L’immunité collective à peine prononcée semble poindre éloignant le spectre de la peur. Les rassemblements et les festivités ont repris, pas les clusters, la réanimation covid ne s’inscrit plus dans le registre de l’effrayant. La fragilité du système de soins, le marasme économique, la misère d’une partie de la population vivant en dessous du seuil de pauvreté sont des réalités méritant quelques considérations. Couché poignet ou bras de fer, ne pas perdre la face et maintenir ce qui ressemble à une punition en clamant que la réintégration des soignants suspendus ne comblerait pas la pénurie, est une volonté de faire mordre la poussière à ceux qui persistent à dire nou péké piké.

Le nouveau directeur général du Chu de Pointe-à-Pitre a pris ses fonctions. Un comité d’accueil à l’entrée de l’établissement lui a rappelé les conditions des personnels suspendus qui comptent sur son expérience pour proposer des solutions adaptées à l’Outre-Mer. Quelques voix s’élèvent en murmurant que par décret particulier ce serait chose faisable. D’autres mettent en doute cette assertion contraire à l’hyper rigidité des caractères des personnalités narcissiques. 

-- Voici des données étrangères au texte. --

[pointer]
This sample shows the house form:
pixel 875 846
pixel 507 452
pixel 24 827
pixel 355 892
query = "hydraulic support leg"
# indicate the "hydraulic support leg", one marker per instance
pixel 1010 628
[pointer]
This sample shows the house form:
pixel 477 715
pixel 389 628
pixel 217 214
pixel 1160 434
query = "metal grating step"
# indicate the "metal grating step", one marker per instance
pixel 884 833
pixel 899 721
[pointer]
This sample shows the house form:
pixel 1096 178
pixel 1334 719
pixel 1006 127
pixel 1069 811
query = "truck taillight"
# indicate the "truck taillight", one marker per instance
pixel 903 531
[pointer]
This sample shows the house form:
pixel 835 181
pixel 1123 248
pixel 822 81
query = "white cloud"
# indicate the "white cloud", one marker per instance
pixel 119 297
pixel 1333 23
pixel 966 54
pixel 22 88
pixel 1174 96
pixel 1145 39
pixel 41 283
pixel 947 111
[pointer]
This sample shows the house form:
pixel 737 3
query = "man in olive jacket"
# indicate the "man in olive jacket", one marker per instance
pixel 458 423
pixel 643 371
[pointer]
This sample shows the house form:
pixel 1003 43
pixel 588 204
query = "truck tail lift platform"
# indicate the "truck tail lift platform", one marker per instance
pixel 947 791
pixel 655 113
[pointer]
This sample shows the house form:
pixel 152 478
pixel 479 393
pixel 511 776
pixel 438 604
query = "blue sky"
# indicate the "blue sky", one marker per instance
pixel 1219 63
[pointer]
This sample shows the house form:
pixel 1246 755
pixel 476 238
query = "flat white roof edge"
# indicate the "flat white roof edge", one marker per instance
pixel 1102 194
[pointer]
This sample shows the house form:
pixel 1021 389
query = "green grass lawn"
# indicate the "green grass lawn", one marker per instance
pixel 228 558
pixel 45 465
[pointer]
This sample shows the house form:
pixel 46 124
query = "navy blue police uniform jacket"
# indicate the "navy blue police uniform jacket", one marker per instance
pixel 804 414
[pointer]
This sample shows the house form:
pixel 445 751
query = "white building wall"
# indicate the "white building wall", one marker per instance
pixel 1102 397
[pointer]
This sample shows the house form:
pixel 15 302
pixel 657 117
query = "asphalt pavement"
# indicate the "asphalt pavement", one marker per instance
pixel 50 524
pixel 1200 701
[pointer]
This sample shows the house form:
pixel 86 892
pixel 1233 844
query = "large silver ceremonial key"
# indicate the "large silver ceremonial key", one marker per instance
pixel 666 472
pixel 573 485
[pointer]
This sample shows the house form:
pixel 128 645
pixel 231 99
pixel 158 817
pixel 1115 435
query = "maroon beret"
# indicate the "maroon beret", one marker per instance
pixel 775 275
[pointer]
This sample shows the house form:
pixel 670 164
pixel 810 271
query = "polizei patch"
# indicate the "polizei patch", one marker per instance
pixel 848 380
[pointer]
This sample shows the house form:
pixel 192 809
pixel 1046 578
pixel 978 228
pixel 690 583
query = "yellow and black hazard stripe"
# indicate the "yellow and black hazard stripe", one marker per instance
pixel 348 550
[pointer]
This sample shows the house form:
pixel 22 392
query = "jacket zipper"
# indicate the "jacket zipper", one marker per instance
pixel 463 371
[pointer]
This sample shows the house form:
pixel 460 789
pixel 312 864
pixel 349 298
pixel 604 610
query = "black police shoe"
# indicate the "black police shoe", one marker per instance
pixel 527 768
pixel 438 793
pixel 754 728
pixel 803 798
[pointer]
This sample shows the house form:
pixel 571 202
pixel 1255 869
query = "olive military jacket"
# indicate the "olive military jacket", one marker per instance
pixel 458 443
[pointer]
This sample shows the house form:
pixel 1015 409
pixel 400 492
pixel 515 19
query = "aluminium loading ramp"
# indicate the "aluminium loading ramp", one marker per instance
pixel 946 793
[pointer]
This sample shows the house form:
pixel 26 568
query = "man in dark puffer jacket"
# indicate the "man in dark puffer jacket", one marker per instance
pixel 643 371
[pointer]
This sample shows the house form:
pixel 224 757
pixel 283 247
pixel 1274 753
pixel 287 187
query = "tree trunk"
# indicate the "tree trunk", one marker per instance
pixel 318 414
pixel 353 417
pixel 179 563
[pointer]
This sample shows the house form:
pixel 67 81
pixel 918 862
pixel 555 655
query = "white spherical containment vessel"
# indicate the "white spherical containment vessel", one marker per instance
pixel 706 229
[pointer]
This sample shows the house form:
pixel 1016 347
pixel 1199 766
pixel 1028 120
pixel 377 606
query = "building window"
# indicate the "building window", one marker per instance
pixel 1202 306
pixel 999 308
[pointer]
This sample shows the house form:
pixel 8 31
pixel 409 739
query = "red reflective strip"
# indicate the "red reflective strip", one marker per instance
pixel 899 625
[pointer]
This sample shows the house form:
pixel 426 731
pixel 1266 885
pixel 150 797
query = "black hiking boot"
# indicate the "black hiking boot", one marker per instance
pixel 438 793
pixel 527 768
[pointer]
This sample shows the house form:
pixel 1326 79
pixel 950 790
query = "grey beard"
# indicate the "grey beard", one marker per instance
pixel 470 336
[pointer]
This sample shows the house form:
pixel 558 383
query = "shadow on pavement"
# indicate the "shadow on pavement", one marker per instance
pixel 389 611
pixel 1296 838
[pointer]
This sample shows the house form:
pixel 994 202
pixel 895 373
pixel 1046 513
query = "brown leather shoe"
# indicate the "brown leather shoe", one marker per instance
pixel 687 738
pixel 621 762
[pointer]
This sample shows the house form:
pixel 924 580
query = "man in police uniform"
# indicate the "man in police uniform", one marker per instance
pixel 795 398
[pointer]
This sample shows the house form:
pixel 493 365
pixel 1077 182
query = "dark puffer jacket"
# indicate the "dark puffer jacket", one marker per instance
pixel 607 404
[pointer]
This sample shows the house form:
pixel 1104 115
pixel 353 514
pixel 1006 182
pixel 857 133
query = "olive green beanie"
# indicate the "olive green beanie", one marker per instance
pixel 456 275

La tempête tropicale Fiona vient de semer une vague de désespérance au sein des villes où les torrents de boue ont tout emporté sur leurs passages, supprimant une vie. La Guadeloupe essuie ses larmes faisant face à l’adversité. Des familles anéanties par les habitations emportées par les inondations serrent les dents, s’entraident, acceptent la solidarité spontanée, qui pour le nettoyage des intérieurs maculés, qui pour un partage de repas chaud, pied au sec, sur une véranda voisine, qui pour quelques effets de rechange.

Les prémices de montée des eaux avaient déjà été sujet de polémique à mise en accusation de négligence des instances responsables. L’eau n’est pas consommable, elle est impropre ne serait-ce que pour se laver les dents, ou pour cuire les aliments. Une Guadeloupe sinistrée au visage méconnaissable. Les résistants ont maintenu la manifestation du Lakou santé dont le thème était prendre soin de soi à l’aide des feuillages pays. La tempête annoncée a été l’objet de la rédaction d’un numéro spécial de la gazette du lakou santé dans laquelle les précautions à prendre en cas de mauvais temps remettaient en mémoire les gestes utiles en guise de prévention et de sauve qui peut.

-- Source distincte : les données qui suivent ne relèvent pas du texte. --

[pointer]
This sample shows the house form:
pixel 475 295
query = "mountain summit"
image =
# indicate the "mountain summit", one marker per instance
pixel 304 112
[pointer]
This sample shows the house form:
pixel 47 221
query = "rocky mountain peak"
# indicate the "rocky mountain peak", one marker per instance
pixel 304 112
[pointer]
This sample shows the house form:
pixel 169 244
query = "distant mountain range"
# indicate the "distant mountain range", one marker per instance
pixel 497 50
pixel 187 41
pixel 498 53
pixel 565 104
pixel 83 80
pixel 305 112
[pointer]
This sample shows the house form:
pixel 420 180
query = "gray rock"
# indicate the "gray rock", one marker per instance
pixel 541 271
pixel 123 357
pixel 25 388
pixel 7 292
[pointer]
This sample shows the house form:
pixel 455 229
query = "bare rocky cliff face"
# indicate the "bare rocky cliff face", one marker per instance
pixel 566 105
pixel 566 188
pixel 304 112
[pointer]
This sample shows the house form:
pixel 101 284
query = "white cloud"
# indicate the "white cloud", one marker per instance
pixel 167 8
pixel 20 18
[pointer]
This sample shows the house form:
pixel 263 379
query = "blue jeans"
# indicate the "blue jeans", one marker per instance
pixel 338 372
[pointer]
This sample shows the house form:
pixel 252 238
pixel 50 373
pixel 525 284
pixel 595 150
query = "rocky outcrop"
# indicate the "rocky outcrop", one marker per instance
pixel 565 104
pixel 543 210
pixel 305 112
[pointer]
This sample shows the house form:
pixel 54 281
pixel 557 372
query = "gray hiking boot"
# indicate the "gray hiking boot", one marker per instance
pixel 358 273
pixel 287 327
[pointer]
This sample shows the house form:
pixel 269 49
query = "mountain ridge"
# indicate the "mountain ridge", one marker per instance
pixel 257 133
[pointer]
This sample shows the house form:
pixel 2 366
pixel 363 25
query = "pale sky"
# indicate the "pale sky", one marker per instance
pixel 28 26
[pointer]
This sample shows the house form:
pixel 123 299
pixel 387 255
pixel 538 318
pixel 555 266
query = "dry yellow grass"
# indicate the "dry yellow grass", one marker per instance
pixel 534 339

En pleine tourmente à venir, les résistants se sont souciés du mieux-être de la population. Le bik à rézistans du CHBT à Basse-Terre a laissé passer les eaux dévalant la pente inondant l’espace des quelques gardiens du temple, comme si aucune force, serait-elle naturelle, ne saurait briser leur détermination. A la reconquête de leur vie, les personnels suspendus ont tissé un maillage extraordinaire de soi à soi, de soi au peuple, démontrant qu’ensemble la force est décuplée et l’espoir démesuré. L’admiration pour ces femmes et ces hommes est sans borne dans les paroles d’un peuple juge du système politique qui les broie.